Le congé de solidarité familiale PDF Imprimer Envoyer
Ce dispositif, instauré en 2003, permet à un salarié d’assister un proche victime d’une maladie ou d’un accident particulièrement graves.

Les situations visées
Tout salarié (quelle que soit son ancienneté) dont un proche souffre d’une pathologie mettant en jeu le pronostic vital a le droit de bénéficier d’un congé de solidarité familiale (CSF), lequel remplace l’ancien congé d’accompagnement de personne en fin de vie. La loi du 21 août 2003 (article 38). considère comme proches les ascendants directs (père ou mère) et les descendants (enfants, petits-enfants), mais aussi toute personne vivant au domicile du salarié, qu’il s’agisse de l’époux, du concubin, d’un partenaire pacsé ou de tout autre membre de la famille.
En aucun cas un employeur ne peut s’opposer à l’exercice de ce droit, toute convention contraire aux dispositions relatives à ce congé étant même considérée comme nulle de plein droit. Le CSF est, en principe, réservé aux salariés du secteur privé mais un décret du 20 novembre 2000 permet aussi aux fonctionnaires, territoriaux, hospitaliers ou de l’Etat, d’en bénéficier.

La durée du congé
Ce congé est, au départ, de trois mois, mais il est renouvelable une fois, soit une durée maximale de six mois.
Le congé prend fin, soit à l’expiration du délai de trois mois renouvelable, soit dans les trois jours qui suivent le décès de la personne assistée, mais il peut aussi être interrompu par anticipation. Quoi qu’il en soit, le salarié doit informer son employeur de la date prévisible de son retour, avec un préavis de trois jours francs.
Lorsque l’on décide de renouveler son congé, il faut avertir son employeur par lettre recommandée avec avis de réception, au moins quinze jours avant le terme initialement prévu, sans oublier de joindre un certificat du médecin traitant de la personne assistée.

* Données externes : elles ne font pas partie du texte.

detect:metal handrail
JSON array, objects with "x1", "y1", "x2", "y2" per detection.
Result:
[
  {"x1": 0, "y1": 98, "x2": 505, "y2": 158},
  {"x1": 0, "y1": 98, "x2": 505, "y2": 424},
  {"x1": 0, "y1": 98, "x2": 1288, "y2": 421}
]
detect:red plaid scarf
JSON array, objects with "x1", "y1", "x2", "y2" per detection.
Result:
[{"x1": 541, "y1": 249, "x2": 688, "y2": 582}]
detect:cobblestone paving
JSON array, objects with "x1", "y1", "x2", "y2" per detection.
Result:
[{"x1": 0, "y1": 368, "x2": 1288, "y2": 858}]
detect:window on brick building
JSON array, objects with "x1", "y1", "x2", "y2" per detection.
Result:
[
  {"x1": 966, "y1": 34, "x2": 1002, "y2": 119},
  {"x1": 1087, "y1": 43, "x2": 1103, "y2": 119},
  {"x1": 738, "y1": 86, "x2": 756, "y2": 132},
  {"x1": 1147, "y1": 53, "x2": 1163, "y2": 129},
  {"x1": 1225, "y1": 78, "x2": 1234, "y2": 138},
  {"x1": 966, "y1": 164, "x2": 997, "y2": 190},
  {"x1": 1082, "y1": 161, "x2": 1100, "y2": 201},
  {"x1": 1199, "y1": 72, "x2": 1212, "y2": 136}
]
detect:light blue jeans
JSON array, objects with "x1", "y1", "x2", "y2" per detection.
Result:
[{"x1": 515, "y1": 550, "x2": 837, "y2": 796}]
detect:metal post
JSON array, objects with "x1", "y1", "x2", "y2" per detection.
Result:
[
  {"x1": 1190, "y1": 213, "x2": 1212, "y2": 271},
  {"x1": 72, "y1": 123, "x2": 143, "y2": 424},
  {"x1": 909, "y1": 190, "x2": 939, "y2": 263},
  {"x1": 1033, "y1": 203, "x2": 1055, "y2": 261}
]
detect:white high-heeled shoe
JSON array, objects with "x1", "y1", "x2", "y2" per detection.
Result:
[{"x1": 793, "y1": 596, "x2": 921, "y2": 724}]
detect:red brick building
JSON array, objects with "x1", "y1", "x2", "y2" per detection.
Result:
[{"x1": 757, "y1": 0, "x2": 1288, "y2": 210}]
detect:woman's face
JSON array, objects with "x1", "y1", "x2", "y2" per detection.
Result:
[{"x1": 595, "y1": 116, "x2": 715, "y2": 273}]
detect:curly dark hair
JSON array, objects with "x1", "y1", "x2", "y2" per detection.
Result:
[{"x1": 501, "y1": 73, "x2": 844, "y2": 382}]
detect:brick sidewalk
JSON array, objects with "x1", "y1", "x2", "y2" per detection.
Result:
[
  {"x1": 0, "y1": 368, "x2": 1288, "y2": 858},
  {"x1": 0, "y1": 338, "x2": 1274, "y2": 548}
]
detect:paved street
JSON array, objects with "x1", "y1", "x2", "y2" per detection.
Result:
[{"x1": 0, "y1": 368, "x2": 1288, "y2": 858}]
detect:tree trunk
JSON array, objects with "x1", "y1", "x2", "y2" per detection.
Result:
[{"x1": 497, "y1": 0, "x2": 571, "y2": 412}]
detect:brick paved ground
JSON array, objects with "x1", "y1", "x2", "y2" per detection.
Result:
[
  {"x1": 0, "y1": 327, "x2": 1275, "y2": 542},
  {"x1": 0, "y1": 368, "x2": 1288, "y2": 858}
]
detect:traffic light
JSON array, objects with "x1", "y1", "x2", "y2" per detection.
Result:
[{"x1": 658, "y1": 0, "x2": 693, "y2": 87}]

À temps plein ou à temps partiel
Le congé de solidarité familiale peut être pris à temps plein mais le salarié peut aussi, avec l’accord de son employeur, transformer ce congé en période d’activité à temps partiel. Mais qu’elle soit à temps plein ou partiel, la personne concernée ne peut absolument pas exercer par ailleurs une autre activité professionnelle, le non-respect de cette obligation pouvant, le cas échéant, justifier son licenciement.
Il est à noter que le CSF peut se cumuler avec le congé pour événement familial prévu en cas de décès ou avec tout autre congé (sans solde, sabbatique…) pour convenance personnelle.

Les formalités à remplir
Au moins quinze jours avant le début du congé de solidarité familiale, le salarié doit avertir son employeur de sa volonté d’en bénéficier, soit en lui adressant un courrier en recommandé, soit en lui remettant, contre décharge, une lettre en main propre. Cette lettre doit être accompagnée d’un certificat médical, établi par le médecin traitant de la personne que le salarié souhaite assister, attestant que celle-ci souffre effectivement d’une pathologie mettant en jeu le pronostic vital.
En cas d’urgence absolue, justifiée en particulier par l’aggravation brutale de la situation du proche, le congé peut débuter dès réception de la lettre par l’employeur. Ce caractère d’urgence doit être attesté par écrit par le praticien ayant établi le certificat médical.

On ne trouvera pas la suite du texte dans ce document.